Cette ouverture se traduira également par la mise en place d’une « instance de dialogue » avec les entreprises qui, à l’image du Graco (groupe d’échange entre l’Arcep, les collectivités et les opérateurs), permettra de mieux cerner les besoins des organisations privées. Notamment les PME-PMI dont les besoins de connectivités, comme les moyens, sont éloignés de ceux des grandes entreprises tout en étant aussi stratégiques. Ce nouveau groupe de travail, qui devrait voir le jour à la fin de l’année, visera par exemple à trouver les bons interlocuteurs de secteurs comme la santé ou l’éducation aujourd’hui mal ou pas représentés par les principaux syndicats (Syntec Numérique…).

L’enjeu de l’Internet des objets

Il n’en reste pas moins que les grands sujets clés resteront au cœur des priorités du gendarme des télécoms : développement du très haut débit, fixe et mobile, interopérabilité, accès, nouvelles bandes de fréquences, neutralité du Net, itinérance et mutualisation de réseau ou encore, Internet des objets (IoT). Sur ce dernier point, si Sébastien Soriano insiste sur la nécessité de s’assurer de l’interopérabilité effective des réseaux (« le cœur de la valeur des télécoms »), il suggère de laisser une certaine zone de liberté aux acteurs innovants en phase de défrichage technologique du marché. « Notre démarche est de comprendre les enjeux en mettant en place des outils de mesure », explique le Président de l’Arcep en évocation aux différentes technologiques qui se créent autour des réseaux dédiés aux objets connectés (Sigfox, LoraWAN…). L’enjeu sera également, pour le régulateur, d’identifier les acteurs qui entreront ou non dans la sphère de régulation. Le régulateur n’en restera pas moins soumis à la vision que l’Europe imposera en matière de neutralité du Net.

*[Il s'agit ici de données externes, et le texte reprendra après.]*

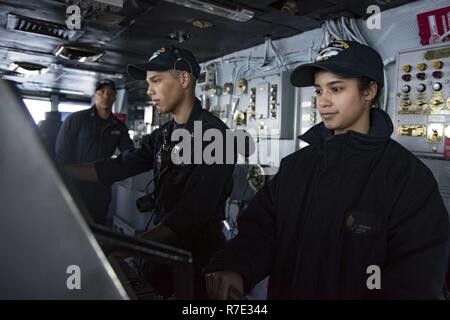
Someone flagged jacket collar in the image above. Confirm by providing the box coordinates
[89,104,118,124]
[298,108,394,158]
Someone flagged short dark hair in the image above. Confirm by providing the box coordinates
[338,74,383,106]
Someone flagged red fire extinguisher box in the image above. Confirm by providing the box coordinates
[417,7,450,45]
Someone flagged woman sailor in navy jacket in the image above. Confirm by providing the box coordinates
[206,41,449,299]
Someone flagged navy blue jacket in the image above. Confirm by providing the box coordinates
[95,99,234,262]
[55,105,133,224]
[55,106,133,163]
[207,109,449,299]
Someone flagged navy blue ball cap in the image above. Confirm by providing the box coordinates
[127,47,200,80]
[291,40,384,88]
[95,79,117,92]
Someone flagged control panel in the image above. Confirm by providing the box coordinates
[246,72,295,139]
[394,43,450,159]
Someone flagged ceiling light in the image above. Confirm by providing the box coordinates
[165,0,255,22]
[192,20,214,29]
[9,62,48,76]
[54,45,105,62]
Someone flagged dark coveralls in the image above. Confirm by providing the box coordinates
[55,106,133,225]
[95,99,234,298]
[207,108,449,299]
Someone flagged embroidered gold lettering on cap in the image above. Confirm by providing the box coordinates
[148,47,166,61]
[316,40,349,62]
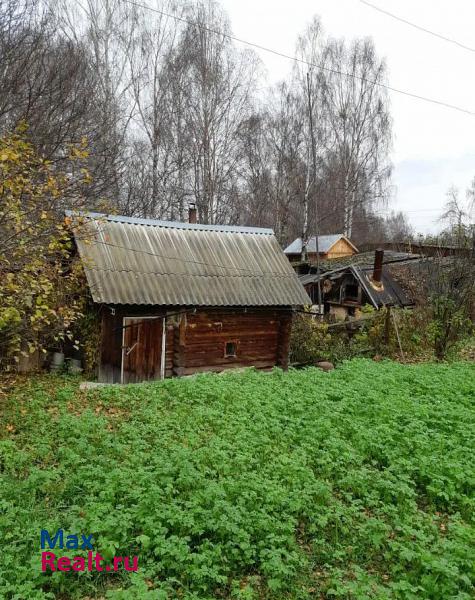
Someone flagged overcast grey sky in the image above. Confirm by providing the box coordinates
[221,0,475,233]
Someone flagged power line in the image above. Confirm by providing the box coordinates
[123,0,475,117]
[360,0,475,52]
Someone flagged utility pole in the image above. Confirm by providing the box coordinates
[307,71,323,318]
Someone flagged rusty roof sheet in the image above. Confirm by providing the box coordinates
[68,213,311,306]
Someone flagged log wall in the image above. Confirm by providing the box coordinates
[99,306,292,383]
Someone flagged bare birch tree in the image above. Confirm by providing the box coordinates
[323,39,391,237]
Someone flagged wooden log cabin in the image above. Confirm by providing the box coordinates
[68,209,311,383]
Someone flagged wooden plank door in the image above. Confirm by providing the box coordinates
[121,317,163,383]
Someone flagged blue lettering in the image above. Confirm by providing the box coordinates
[41,529,63,550]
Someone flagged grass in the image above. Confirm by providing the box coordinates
[0,360,475,600]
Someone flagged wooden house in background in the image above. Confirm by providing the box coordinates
[284,234,358,264]
[299,250,419,321]
[68,209,311,383]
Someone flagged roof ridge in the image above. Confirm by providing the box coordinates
[65,210,275,235]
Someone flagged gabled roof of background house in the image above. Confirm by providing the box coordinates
[284,233,358,254]
[67,212,311,306]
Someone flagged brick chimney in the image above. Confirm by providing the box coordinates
[372,248,384,285]
[188,202,197,223]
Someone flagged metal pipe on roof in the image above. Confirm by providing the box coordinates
[188,202,198,223]
[372,248,384,283]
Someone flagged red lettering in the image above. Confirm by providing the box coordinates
[41,552,56,573]
[58,556,71,571]
[124,556,139,571]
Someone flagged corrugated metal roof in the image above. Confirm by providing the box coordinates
[68,213,311,306]
[284,233,358,254]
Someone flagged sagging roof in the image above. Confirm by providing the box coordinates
[284,233,358,254]
[67,212,311,306]
[299,265,414,308]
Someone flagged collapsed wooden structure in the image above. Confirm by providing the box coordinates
[299,249,412,320]
[69,212,311,383]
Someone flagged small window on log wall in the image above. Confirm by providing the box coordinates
[224,340,237,358]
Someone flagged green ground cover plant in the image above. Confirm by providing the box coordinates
[0,359,475,600]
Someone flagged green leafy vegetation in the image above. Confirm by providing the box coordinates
[0,359,475,600]
[290,310,474,365]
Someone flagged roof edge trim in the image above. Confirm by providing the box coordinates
[64,210,274,235]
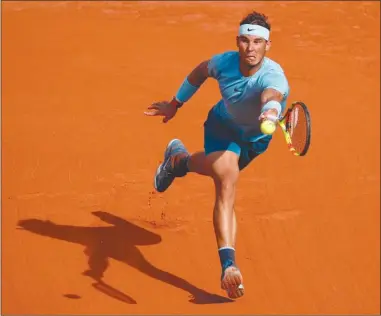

Sur l’itinérance, « si tout le monde partage son réseau, on arrive à un monopole ». L’Arcep s’attachera à vérifier que la limite en matière d’itinérance et mutualisation des infrastructures n’est pas franchie. Mais plus que de sanctionner, l’idée est « d’analyser les contrats [entre opérateurs] pour les faire évoluer si besoin ». Un point d’étape sera posé à l’automne. La fin de l’itinérance par plaques régionales de Free sur le réseau 3G d’Orange fait ainsi parti des priorités du régulateur. Celle signée entre SFR et Bouygues Telecom sur la 4G sera également étudiée.

Enfin, sur le déploiement du très haut débit fixe, l’Arcep entend « donner de la visibilité aux acteurs sur la tarification du cuivre » dans le cadre d’une phase de transition vers les réseaux optiques et « créer des incitations à l’investissement ». L’Autorité fixera donc les price cap des accès à la boucle locale cuivre, en janvier prochain pour la période 2016-2017, puis dans un deuxième temps pour les périodes 2018 à 2020. Si Sébastien Soriano n’a pas donné d’indication sur cette tendance tarifaire (« je suis agnostique sur les prix ») l’idée est de réduire la rentabilité du réseau téléphonique traditionnel pour pousser le développement des infrastructures de nouvelles génération.

L’Arcep aura donc fort à faire sur ces points, et bien d’autres, tout au long des 6 ans du mandat de Sébastien Soriano nommé en début d’année. En revanche, son président la rappelé, l’Autorité n’a pas pour mission de réguler les plates-formes numériques (les OTT). Un sujet qui relève aujourd’hui plus du rôle de l’Europe. Quant aux questions de consolidations du marché français, Sébastien Soriano a répété qu’il n’y avait pas de chiffre magique et n’avait pas de religion en la matière mais que son rôle était d’être capable d’organiser le marché. Tout en ajoutant que « nous n’aimons pas le chiffre 2 et notre rôle est d’écarter le risque de ce passage à 2 ». Un risque qui, avec le rejet de l’offre d’Altice sur Bouygues Telecom, reste encore éloigné de la réalité à ce jour.